Par ailleurs, bien qu’a priori présenté sous un titre plutôt
rébarbatif, son sujet comptait quelques avantages pour séduire le
jury et le public, qu’elle a tout deux conquis. En effet, ses
travaux portent sur une cellule rectale de C. elegans aspirant à
jouer le rôle d’une cellule neuronale, soit une « crise identitaire
de fou », comme l’énonce en riant Marie-Charlotte Morin dans sa
présentation. On le sait, la reprogrammation cellulaire est un
sujet porteur, tant auprès des scientifiques que du grand public,
qui connaît ses promesses quant au traitement de plusieurs maladies
neurodégénératives. La verve de Marie-Charlotte Morin et sa faculté
de ne pas prendre au sérieux ont fait le reste. Pour raconter
comment ses recherches ont notamment porté sur les mécanismes
déclenchés par cette reprogrammation naturelle « stable » et «
naturelle », elle remarque par exemple que certains gènes «
agissent à la manière d’un mauvais conseiller d’orientation
appelant la cellule à ne pas changer de conditions, rectale tu es,
rectale tu resteras », quand d’autres se comportent comme « des
professeurs mentors qui inciteraient un élève d’une condition
sociale peu élevée à faire une thèse. Il semble que je me sois un
peu trop identifiée à cette petite cellule » conclue-t-elle.
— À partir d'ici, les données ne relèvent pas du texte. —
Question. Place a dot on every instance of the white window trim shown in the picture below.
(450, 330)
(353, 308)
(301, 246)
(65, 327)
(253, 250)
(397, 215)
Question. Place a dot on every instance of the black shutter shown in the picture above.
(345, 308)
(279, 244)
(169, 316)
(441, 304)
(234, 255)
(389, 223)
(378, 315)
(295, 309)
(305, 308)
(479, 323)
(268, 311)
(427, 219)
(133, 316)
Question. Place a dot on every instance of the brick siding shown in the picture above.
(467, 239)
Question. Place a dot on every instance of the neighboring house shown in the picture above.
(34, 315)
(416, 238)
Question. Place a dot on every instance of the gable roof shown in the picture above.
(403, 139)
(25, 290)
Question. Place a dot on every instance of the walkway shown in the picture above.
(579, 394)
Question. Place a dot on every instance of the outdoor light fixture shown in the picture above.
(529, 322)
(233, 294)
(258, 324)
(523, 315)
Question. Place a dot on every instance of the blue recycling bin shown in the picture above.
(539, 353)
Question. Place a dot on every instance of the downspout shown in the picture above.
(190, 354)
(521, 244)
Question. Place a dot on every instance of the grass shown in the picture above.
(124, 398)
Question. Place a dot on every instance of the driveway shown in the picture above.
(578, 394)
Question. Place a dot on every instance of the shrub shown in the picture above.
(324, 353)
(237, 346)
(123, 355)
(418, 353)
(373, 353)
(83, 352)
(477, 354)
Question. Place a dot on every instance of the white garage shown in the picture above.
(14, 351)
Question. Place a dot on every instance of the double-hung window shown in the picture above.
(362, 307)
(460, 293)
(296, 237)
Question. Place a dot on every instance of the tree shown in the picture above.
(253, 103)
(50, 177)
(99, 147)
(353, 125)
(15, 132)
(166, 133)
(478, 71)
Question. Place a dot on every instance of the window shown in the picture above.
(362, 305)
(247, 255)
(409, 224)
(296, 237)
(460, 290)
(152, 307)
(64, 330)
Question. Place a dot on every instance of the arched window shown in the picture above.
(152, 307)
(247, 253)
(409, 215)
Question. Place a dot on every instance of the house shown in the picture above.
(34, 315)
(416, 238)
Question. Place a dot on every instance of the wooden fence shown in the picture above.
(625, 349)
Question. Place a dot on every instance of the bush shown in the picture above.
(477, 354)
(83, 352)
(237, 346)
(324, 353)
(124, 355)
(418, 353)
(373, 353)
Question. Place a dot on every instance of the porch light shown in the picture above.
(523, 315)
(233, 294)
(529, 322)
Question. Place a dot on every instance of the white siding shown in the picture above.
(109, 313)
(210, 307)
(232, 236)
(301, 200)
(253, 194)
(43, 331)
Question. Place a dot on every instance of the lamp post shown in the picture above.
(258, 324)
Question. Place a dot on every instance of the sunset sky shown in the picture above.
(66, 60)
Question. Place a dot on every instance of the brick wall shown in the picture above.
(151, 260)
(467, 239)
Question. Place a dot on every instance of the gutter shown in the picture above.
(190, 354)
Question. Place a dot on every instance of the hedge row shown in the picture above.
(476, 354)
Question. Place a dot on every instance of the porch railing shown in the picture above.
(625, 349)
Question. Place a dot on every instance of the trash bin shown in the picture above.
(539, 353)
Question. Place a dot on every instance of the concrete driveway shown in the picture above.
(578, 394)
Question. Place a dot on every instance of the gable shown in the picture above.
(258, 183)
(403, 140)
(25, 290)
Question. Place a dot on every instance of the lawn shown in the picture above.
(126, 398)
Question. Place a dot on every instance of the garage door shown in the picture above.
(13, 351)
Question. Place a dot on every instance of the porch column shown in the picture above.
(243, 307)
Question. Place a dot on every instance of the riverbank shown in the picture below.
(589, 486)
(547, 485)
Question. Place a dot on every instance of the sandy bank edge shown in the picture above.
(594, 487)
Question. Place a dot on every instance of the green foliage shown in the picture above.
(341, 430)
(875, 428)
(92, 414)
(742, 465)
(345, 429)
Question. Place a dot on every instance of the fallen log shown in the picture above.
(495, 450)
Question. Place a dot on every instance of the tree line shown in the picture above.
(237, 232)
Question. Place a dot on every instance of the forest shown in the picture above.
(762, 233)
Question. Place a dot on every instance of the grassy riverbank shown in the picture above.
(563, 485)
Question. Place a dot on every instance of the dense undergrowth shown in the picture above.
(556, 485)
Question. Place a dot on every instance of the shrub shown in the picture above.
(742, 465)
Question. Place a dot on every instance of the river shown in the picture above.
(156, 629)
Trois ans de thèse, pas plus ?
En décrochant la première place, Marie-Christine Morin représentera
la France à la finale internationale qui se déroulera les 24 et 25
septembre et qui devra départager des étudiants français,
québécois, belges et marocains. L’équipe française sera également
composée de Noémie Mermet et Chrystelle Armara qui ont remporté les
deuxièmes et troisièmes places du concours. On ne sait si à cette
date la brillante Marie-Christine Morin aura une visibilité plus
grande sur son parcours futur. Car en dépit de son manifeste
attachement pour la recherche et pour la profession de biologiste «
qui permet un peu de se prendre pour Dieu » confesse-t-elle dans sa
présentation, Marie-Christine Morin observe d’un œil sombre
l’avenir des jeunes doctorants. Sur le site « Urgence pour l’emploi
scientifique », ouvert après l’appel du CNRS en la matière,
Marie-Christine Morin fait le récit suivant, comme le rapporte le
blog Sciences au carré : « J’ai fait une soirée de retrouvailles
avec des anciens de licence/master, la majorité étant en thèse.
J’ai vraiment été surprise de voir que les meilleurs d’entre eux,
qui ont de très bons papiers disent clairement qu’ils ne se
lanceront pas dans un post-doc. Ils aiment tous la recherche, mais
les conditions de travail, le manque de reconnaissance, les postes
inexistants et les salaires bas sont autant d’éléments trop
décourageants pour continuer. C’est incroyable comme la dure
réalité nous est tombée dessus ces derniers temps. Voilà la
conclusion générale de notre soirée : aujourd’hui, pour se lancer
dans un post-doc dans l’espoir d’obtenir un poste dans la recherche
publique, il faut être soit complètement inconscient, soit être
dévoué à la science sans rien attendre en retour (un véritable
sacerdoce), soit partir loin sans jamais revenir». Voici une triste
constatation sur laquelle les pouvoirs publics devraient se
pencher, pendant un peu plus de 180 secondes.